The quantitative analyses will be derived from, and summarize, science-based publications and other data. The documodels are loaded with many science-based assumptions and geographical scenarios to communicate the consequences of decisions for site- and time-specific scenarios (for example, an individual small grid cell location and by a specific month) without a live internet link or with the ability to interrogate synoptic real-time environmental data. For key variables, or where there is uncertainty in particular, these features are provided as a screen slider, check box, or radio button (or other on-screen visual cue) that the user can manipulate or change to immediately see the effect of that change on a range of metrics.

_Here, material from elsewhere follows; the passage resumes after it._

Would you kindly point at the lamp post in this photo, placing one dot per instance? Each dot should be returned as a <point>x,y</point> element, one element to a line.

Although this project focuses on the coastal waters of Canada, the Tool is applicable globally. In some respects the Tool is similar to the Arctic Council Circumpolar Oil Spill Viability Response Analysis (COSVRA) for offshore response (EPPR 2017) as the treatment logic includes a set of disqualification rules that identify which treatment options are appropriate and/or viable for different shore types, oil types, and seasonal environmental conditions.
The SRP Decision Support Tool is targeted to stakeholders and the public who may be less comfortable with technical papers, large reports or data bases, as well as to scientists, students and technical specialists involved with oil spill response planning, preparedness or operations. The power of this medium is to convey a complex subject and to enable a user to grasp keen insights and so understand the consequences of intervention decisions. The Tool is expected to be available through the web for easy access, download, or use with cloud access.
The study is part of the Oil Translocation Theme project within the Multi-Partner Research Initiative (MPRI) agreement between Fisheries and Oceans Canada and Concordia University, under the Ocean Protection Plan (OPP). An “Oiled Shoreline Response Support Tool” workshop to develop the conceptual model was supported by TransMountain and involved the co-authors CA, GD, EO and ET, as well as Gary Sergy and Blair Humphrey whose participation and contributions are gratefully acknowledged.